This novel is a hodgepodge of styles and standard plotlines, trying to do too much with too little organization. The promo material sets it up pretty well:
“Robot Asteroid follows three researchers racing against both a bizarre plague and a crumbling, Orwellian society to decode an ancient riddle foretelling the current collapse of the Earth’s weather.”
This is two different novels imperfectly intermeshed. One is a zombie movie, the other a “Chariots of the Gods” Sci-Fi interpretation of prehistoric visits by alien beings. Unfortunately, these are very different in style and material, appealing to very different reading audiences.
Good Sci-Fi requires that any hi-tech science sounds at least possible. This doesn’t. It teems with improbability. Two Mars-bound astronauts intercept an asteroid containing the remains of an old hi-tech Ancient Egyptian outpost which had been infested by a plague which turns humans into robots. They return to Earth in a space shuttle thousands of years old and instigate a zombie gorefest. You know the sort: living humans erupting in bodily fluids, heads and arms being torn off in gouts of blood. Screams and moans, the latter being mostly from readers induced to experience this sort of pornography of violence.

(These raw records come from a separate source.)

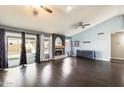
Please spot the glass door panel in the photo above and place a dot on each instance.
(13, 48)
(30, 48)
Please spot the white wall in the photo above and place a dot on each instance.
(117, 45)
(99, 43)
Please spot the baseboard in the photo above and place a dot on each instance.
(117, 58)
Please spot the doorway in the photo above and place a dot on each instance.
(30, 47)
(117, 45)
(13, 48)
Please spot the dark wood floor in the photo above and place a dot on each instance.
(69, 72)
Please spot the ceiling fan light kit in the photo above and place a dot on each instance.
(36, 9)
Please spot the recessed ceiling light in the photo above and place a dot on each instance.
(69, 8)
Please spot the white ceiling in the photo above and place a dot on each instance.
(60, 21)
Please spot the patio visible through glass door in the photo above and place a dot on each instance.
(13, 48)
(30, 48)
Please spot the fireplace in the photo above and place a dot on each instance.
(58, 52)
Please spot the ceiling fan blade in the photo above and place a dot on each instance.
(46, 9)
(85, 24)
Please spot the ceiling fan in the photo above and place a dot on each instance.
(80, 24)
(36, 9)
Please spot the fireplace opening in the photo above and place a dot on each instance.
(58, 52)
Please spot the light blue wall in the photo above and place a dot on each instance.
(100, 43)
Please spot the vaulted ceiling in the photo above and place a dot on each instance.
(60, 21)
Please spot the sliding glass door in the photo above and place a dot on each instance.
(47, 48)
(30, 48)
(13, 48)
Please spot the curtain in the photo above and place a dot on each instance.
(23, 59)
(3, 58)
(37, 56)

A major problem involves inconsistency. In one place, the robots are cold and…well…robotic. Later on, they are evil, toying with their victims. Some are torn apart, others inflicted with the plague, with no apparent distinction or reason.
And this mayhem leads up to a sudden happy ending from a different book, full of pleasantly tied up loose ends and running gags.
There are all sorts of good ideas and creative thinking in this novel, and I suppose there is a market for it, but it isn’t anything I picture many of my readers enjoying.